Раз как-то мне пришлось завтракать с одним знакомым англичанином в одном из лондонских ресторанов. В обеденный зал вошел какой-то господин и уселся поблизости от нас. Оглянувшись вокруг и встретившись глазами с моим приятелем, он улыбнулся и кивнул ему головою.

- Простите, я должен покинуть вас на одну минуту, - обратился ко мне мой знакомый, - мне надо переговорить с моим братом, с которым я не виделся более пяти лет.

Он докончил свой суп и медленно обтер усы. Затем встал и, подойдя к упомянутому господину, пожал ему руку.
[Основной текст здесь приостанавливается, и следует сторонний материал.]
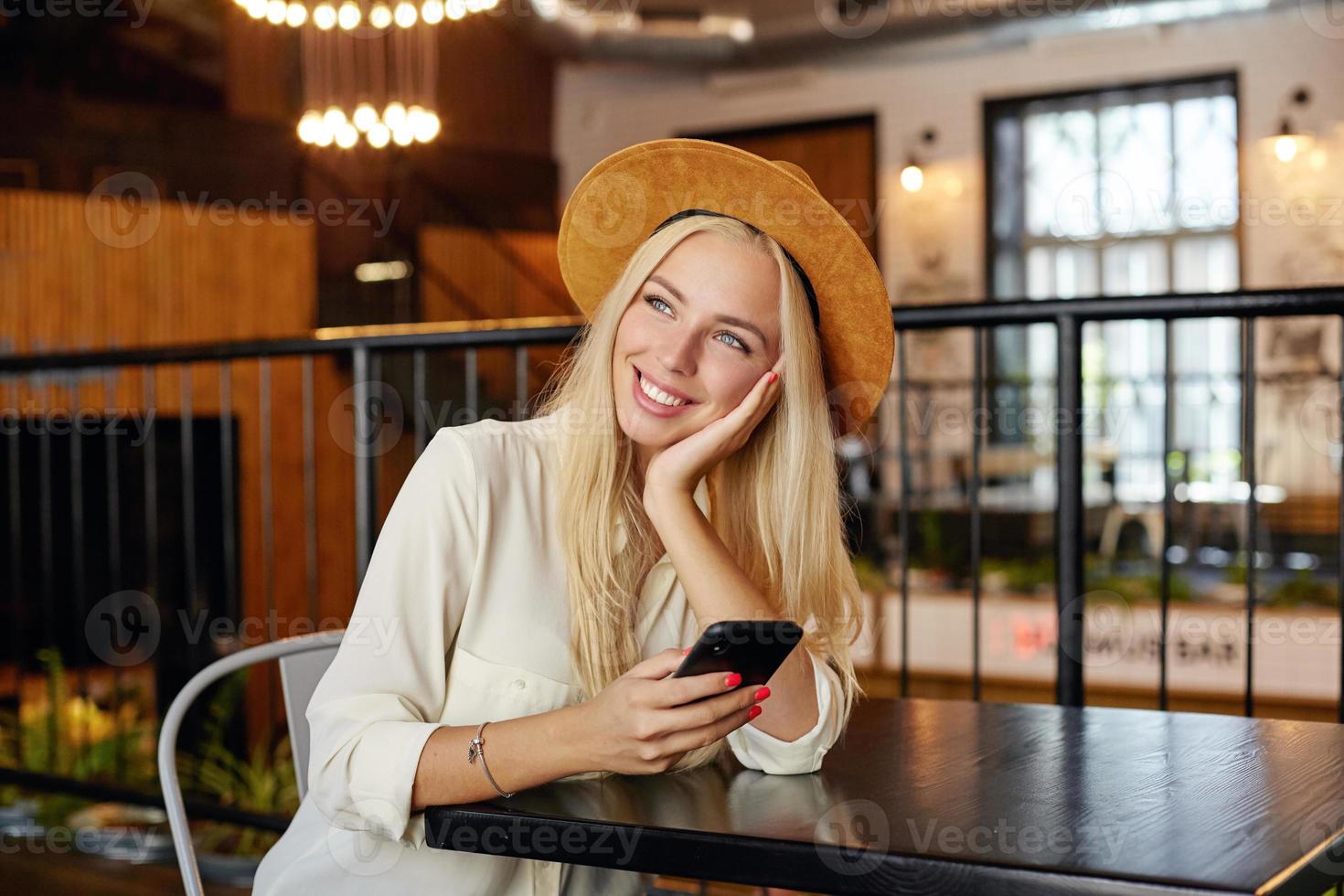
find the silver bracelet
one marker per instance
(477, 749)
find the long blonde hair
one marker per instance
(775, 503)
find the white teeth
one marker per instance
(659, 395)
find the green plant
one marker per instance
(1306, 589)
(262, 782)
(71, 735)
(871, 578)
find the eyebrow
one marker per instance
(726, 318)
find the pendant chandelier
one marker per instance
(369, 68)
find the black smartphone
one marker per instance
(754, 649)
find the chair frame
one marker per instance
(296, 706)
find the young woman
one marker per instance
(545, 577)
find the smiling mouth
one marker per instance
(656, 395)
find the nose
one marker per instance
(679, 352)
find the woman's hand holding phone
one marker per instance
(640, 724)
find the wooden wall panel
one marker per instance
(69, 280)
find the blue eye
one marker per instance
(657, 300)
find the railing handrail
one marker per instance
(1243, 303)
(529, 331)
(483, 334)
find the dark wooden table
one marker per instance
(955, 797)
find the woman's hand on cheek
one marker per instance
(679, 468)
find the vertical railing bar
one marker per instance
(472, 384)
(226, 486)
(977, 400)
(520, 380)
(365, 496)
(268, 523)
(1252, 521)
(188, 492)
(77, 549)
(1168, 427)
(311, 493)
(17, 606)
(1069, 513)
(114, 569)
(903, 394)
(418, 400)
(149, 383)
(48, 563)
(1339, 541)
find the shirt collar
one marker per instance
(702, 500)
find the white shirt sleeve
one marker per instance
(758, 750)
(386, 688)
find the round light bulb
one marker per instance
(1285, 148)
(394, 116)
(912, 177)
(365, 116)
(311, 126)
(325, 16)
(348, 16)
(378, 134)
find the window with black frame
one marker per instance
(1125, 191)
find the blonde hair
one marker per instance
(775, 503)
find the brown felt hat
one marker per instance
(631, 192)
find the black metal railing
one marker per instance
(211, 574)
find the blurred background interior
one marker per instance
(234, 175)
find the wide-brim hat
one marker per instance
(626, 195)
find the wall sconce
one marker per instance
(1290, 142)
(912, 176)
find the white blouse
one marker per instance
(463, 617)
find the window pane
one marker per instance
(1137, 168)
(1206, 162)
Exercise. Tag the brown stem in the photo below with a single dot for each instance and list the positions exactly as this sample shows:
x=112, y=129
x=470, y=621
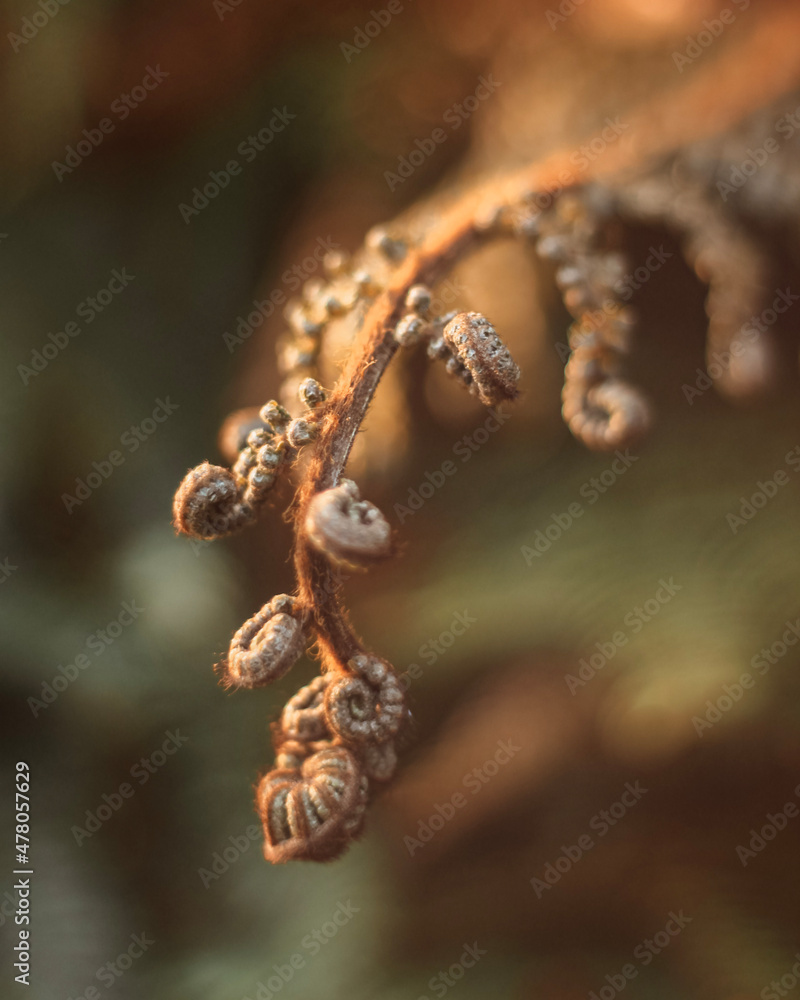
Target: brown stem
x=715, y=98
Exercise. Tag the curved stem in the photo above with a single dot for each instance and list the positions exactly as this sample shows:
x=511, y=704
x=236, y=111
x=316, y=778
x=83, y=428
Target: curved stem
x=712, y=100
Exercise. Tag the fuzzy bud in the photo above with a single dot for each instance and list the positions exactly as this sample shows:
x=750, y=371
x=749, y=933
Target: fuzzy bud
x=265, y=647
x=208, y=503
x=474, y=342
x=349, y=531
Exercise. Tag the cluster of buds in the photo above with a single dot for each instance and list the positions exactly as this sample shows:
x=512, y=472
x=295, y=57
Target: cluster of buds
x=345, y=286
x=466, y=342
x=334, y=739
x=213, y=501
x=599, y=407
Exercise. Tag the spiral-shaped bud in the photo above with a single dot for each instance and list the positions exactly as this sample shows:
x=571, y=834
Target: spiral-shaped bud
x=303, y=716
x=607, y=416
x=367, y=706
x=266, y=646
x=379, y=760
x=476, y=346
x=349, y=531
x=314, y=811
x=209, y=503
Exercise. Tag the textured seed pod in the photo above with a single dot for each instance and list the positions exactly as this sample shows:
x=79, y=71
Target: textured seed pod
x=232, y=436
x=312, y=812
x=274, y=414
x=474, y=342
x=301, y=432
x=380, y=760
x=606, y=416
x=303, y=716
x=209, y=503
x=349, y=531
x=368, y=706
x=266, y=646
x=418, y=299
x=311, y=393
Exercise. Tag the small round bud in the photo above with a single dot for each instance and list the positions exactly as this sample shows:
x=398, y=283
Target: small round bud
x=273, y=413
x=208, y=503
x=265, y=647
x=409, y=330
x=391, y=248
x=311, y=393
x=474, y=342
x=418, y=299
x=336, y=262
x=300, y=432
x=349, y=531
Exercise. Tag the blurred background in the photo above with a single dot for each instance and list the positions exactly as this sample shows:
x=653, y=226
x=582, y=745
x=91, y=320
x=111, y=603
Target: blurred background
x=512, y=827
Они беседовали некоторое время, после чего мой приятель вернулся ко мне.

- Никогда не рассчитывал увидеться с братом снова, - заметил он, - брат служил в гарнизоне того африканского местечка - не припоминаю его названия, - которое атаковал Махди {Махди Суданский Мухаммед-Ахмед (1848-1885)вождь народного движения в Судане, возглавил так называемое восстание махдистов в Судане в 1881-1898 годах и стал главой независимого Суданского государства.}. Только трое из всего гарнизона и спаслись. Впрочем, Джим всегда был счастливцем.

- Но разве бы вы не хотели поговорить с ним более продолжительное время? - сказал я. - Что касается до нашего дела, то оно не уйдет - всегда можно будет улучить время для него.

- Нет, ничего, - ответил он, - мы с братом уже успели перетолковать более или менее обо всем, к тому же завтра я его опять увижу.

Я вспомнил эту сцену однажды вечером, обедая с несколькими русскими друзьями в одном из петербургских отелей. Один из присутствующих не видел своего троюродного брата - горного инженера - восемнадцать месяцев. Встретившись, сидели друг против друга, и каждый из них за время обеда, по крайней мере, раз двенадцать вскакивал со своего стула, чтобы обнять другого; всякий раз они прижимали друг друга к сердцу, целовали в обе щеки и с влажными глазами рассаживались по местам. Подобное поведение не вызывало ни малейшего удивления среди их соотечественников.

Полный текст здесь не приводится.